Il y a quarante ans, les citoyens des pays membres de la Communauté économique européenne élisaient pour la première fois leurs députés européens. Depuis, la participation n'a cessé de diminuer. Plus l'Europe s'est rapprochée de nos vies par les décisions qui étaient prises, plus elle s'est éloignée des désirs d'une majorité de personnes à cause d'une manière de fonctionner et de parler trop technique. On a eu rapidement l'impression que seule une poignée de spécialistes, familiers des acronymes et des règlements complexes, pouvait comprendre l'enjeu. Rien de pire pour creuser l'écart avec des citoyens tous sauf idiots, mais qui ne trouver que les démagogues, notamment d'extrême droite, pour parler clair - sans jamais parler juste - et travestir la réalité.
La réalité la voilà :
L'extrême droite est l'exact opposé de l'Europe dont j'ai envie. Bardella est candidat d'un parti qui jadis faisait campagne avec un slogan qui disait "tête haute et mains propres" pour dénoncer la corruption chez les autres. Le FN/RN est le parti le plus condamné de France quand on considère ce que la justice a décidé pour plusieurs de ses leaders : incitation à la haine raciale, apologie de crimes guerre... Le Pen a récidivé sur "le détail" et le parti a détourné 300 000 euros avec ces histoires d'emplois fictifs d'assistants parlementaires - Marine Le Pen refusant de répondre aux convocations du juge.

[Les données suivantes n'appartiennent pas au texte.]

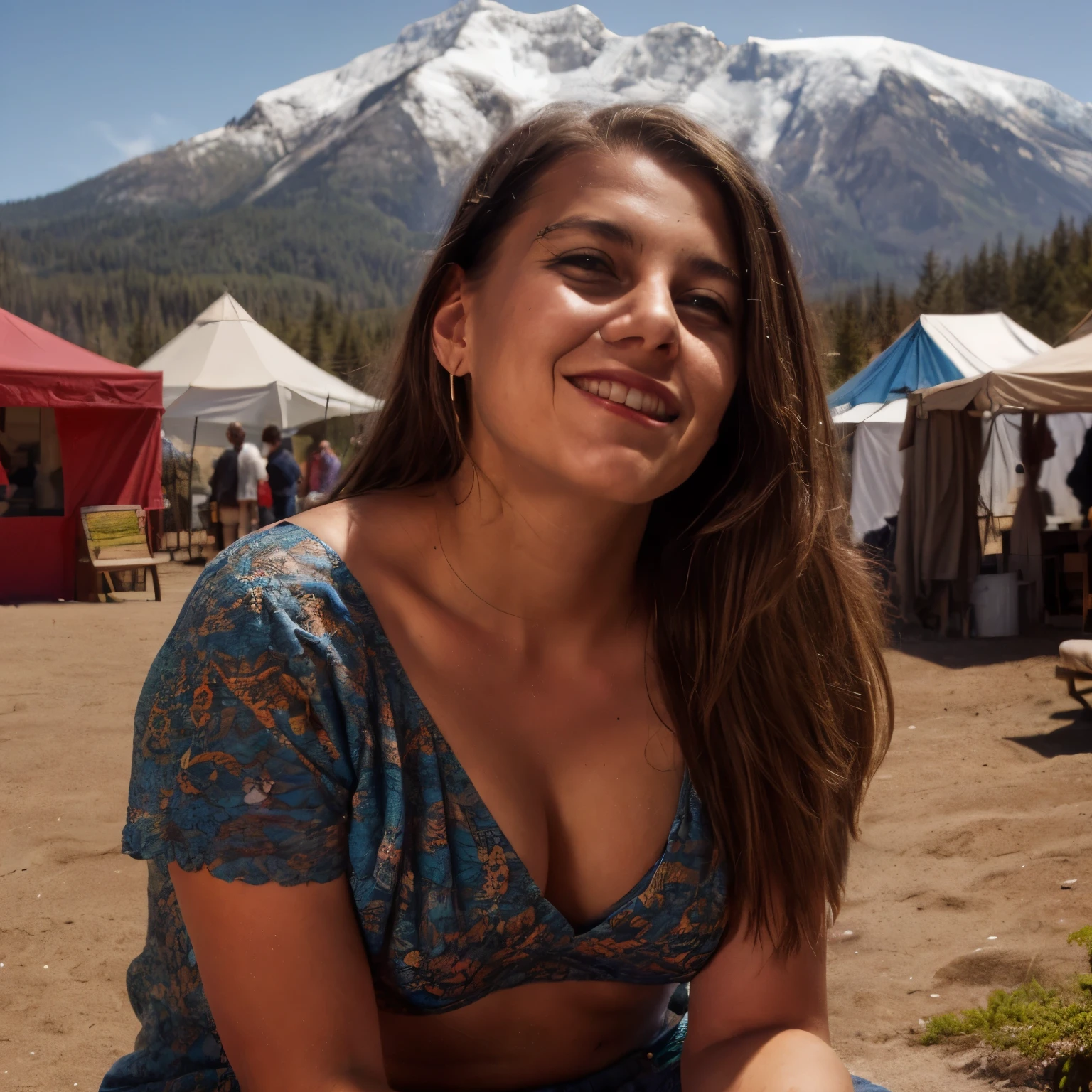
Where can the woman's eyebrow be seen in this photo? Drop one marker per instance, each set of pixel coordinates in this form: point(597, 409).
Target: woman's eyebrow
point(709, 267)
point(604, 228)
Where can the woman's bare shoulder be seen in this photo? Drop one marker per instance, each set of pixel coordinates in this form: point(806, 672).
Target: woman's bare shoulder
point(378, 529)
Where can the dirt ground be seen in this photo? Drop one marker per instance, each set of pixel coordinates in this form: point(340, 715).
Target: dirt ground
point(955, 889)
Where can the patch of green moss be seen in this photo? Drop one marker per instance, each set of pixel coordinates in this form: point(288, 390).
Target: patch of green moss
point(1082, 937)
point(1037, 1022)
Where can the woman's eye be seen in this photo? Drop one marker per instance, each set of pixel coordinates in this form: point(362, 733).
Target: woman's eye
point(584, 263)
point(708, 304)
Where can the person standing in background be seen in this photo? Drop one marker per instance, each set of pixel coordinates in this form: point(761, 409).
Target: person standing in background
point(324, 470)
point(323, 466)
point(252, 471)
point(225, 487)
point(284, 473)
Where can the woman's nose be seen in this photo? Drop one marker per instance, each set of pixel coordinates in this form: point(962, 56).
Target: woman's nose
point(647, 317)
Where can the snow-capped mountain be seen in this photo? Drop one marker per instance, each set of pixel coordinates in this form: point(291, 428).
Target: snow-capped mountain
point(877, 149)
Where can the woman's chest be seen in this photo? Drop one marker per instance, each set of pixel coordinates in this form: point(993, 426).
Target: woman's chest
point(574, 768)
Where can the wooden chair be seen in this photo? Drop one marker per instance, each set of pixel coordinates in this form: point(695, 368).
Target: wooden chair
point(1075, 666)
point(112, 539)
point(1074, 564)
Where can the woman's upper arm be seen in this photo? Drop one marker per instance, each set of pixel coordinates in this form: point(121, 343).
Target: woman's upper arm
point(287, 976)
point(746, 988)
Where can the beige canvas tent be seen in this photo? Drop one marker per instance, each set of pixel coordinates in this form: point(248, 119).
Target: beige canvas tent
point(1056, 381)
point(226, 367)
point(943, 440)
point(1082, 329)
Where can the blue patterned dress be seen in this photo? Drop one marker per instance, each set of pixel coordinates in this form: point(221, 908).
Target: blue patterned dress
point(279, 739)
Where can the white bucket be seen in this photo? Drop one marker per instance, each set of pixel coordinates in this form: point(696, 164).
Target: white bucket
point(996, 605)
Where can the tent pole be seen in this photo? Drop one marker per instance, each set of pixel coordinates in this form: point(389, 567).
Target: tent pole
point(189, 537)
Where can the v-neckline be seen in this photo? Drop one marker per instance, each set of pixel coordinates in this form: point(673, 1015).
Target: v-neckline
point(483, 814)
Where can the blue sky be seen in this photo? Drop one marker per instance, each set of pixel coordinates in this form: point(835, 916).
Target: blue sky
point(85, 85)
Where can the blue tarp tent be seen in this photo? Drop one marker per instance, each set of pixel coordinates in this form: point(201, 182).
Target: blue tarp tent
point(936, 348)
point(912, 364)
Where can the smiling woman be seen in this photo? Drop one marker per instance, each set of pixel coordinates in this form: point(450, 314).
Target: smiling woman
point(568, 697)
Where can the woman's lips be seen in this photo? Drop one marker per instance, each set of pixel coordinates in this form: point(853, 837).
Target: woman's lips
point(611, 390)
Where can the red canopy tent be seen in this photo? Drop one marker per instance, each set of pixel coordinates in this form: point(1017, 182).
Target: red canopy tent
point(108, 426)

Outre ce problème sérieux d'exemplarité, les alliés et les réseaux frontistes démontrent la véritable nature du RN : de l'alt-right de Bannon aux financements russes, en passant par l'extrême droite autrichienne, le "national populisme" italien, estonien, néerlandais, polonais ou l'AfD en Allemagne, c'est haro sur l'étranger et feu sur les musulmans. Leur Europe, ils la veulent blanche.
La droite est de plus en plus à droite. Ce n'est plus celle de Veil et Barrot ni celle de Lamassoure qui a bien servi au Parlement. C'est celle de Bellamy Wauquiez Morano. Les deux derniers étaient contre la suspension d'Orbán des rangs du PPE. Quant au jeune Bellamy qui est en train de damer le pion à Wauquiez, il n'a rien d'un gauchiste, bien au contraire.
D'ailleurs, le centre droit fuit vers LREM pour y retrouver la tradition européiste incarnée dans les années 80 par la vieille UDF. Mais ce faisant, il grossit les contradictions chez Macron. Les cautions écologistes avec les deux Pascal (Canfin et Durand), l'onction de Dany Cohn-Bendit, le soutien d'un Romain Goupil ou la candidature d'un Bernard Guetta, tombent à plat avec le soutien de la vieille garde giscardienne - des noms qu'on avait oubliés comme Pierre Méhaignerie...
Ce même centre droit s'est retrouvé dans une belle difficulté avec sa tête de liste. Tout le flamboyant de l'euro-Macronie s'est scratché avec une tête de liste contraste cruellement au point qu'elle est désormais effacée, des affiches, qui représentent, comme en 2017, Emmanuel Macron. Cette affiche transforme les élections européennes en référendum "pour" ou "contre" Macron. Curieuse conception de la démocratie, étonnant risque.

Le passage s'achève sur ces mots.